Information and Intrigue: From the Concilium to Noel Field and Alger Hiss
In the 1890s a young Quaker graduate of Harvard's famed zoology program decided to revolutionize the world's science information systems. Using his own funds, as he awaited customers and support from the largest philanthropic and professional organizations, he established the Concilium in Zurich, Switzerland. Cooperating with Paul Otlet to modify Melvil Dewey's numeric classifications he began to create a universal indexing and retrieval system, promising to distribute a "random access, on time" technologically advanced cumulative file of the world's natural science literature. In 1898 Herbert Field launched what he believed would be his contribution to modernization and world peace.
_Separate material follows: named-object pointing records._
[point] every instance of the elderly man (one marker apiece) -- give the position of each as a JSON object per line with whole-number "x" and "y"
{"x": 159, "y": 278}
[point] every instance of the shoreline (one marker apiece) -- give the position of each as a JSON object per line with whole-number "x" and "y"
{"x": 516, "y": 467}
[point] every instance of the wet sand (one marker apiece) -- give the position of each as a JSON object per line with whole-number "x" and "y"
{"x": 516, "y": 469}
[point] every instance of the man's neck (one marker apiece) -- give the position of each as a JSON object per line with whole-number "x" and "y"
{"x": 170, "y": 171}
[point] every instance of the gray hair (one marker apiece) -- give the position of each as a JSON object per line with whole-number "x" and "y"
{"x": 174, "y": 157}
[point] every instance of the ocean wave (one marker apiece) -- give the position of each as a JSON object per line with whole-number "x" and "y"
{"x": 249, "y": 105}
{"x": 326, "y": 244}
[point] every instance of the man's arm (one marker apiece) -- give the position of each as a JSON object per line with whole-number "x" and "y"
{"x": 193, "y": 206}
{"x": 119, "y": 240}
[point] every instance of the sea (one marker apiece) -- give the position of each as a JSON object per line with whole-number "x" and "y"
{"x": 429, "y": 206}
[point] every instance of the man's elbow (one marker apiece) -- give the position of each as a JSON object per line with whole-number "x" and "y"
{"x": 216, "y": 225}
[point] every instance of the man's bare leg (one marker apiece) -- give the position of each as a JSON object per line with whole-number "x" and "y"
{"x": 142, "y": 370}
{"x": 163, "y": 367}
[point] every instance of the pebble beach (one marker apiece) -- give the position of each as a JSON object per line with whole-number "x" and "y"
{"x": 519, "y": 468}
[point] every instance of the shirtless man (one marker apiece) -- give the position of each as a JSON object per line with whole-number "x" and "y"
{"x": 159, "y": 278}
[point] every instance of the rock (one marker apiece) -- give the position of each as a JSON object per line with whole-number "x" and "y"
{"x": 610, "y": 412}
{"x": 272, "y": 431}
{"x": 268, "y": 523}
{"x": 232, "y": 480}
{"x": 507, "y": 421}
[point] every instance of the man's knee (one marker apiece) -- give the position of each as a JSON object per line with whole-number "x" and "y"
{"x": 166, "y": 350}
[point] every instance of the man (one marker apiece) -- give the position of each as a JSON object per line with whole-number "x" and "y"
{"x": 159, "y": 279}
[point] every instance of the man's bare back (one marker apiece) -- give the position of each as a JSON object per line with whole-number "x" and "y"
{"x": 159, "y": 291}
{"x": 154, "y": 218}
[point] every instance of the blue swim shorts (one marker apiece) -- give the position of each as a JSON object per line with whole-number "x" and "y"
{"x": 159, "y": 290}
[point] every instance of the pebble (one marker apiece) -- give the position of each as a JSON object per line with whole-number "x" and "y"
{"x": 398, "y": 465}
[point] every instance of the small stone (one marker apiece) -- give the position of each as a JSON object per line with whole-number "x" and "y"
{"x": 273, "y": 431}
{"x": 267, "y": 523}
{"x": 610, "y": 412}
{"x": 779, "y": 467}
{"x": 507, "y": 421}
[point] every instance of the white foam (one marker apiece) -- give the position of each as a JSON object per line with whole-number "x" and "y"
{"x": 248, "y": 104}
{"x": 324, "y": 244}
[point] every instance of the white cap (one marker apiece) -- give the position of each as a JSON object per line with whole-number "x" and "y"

The story of the rise, fall, re-birth, and demise of the Concilium Bibliographicum is more than a near half-century epic of information technology. The fate of the Zurich system was entwined with the emergence of modern science and its non-profit institutions (and its first professional entrepreneur-scholars in America); with espionage in World War I and World War II; with national competition in science publishing; with the attempt to rebuild world science after Versailles; with the ramifications of the Russian Revolution and the Great Depression; and, with the rise and morphing of America's liberal culture.
The biography of the Concilium and its founder and his family travels into the twenty-first century as his children became central to the horrible political purges in Eastern Europe; as science, universities, and science information all became big businesses; as America struggled through the Cold War and conflicts over "information socialism"; and, as the new century shows signs that science information will no longer be the domain of idealists like Herbert Field, the ideologues who ran the great Soviet VINITI information system, or even an Information Scientist like Eugene Garfield. Rather, it seems to have become part of the world of global capitalism.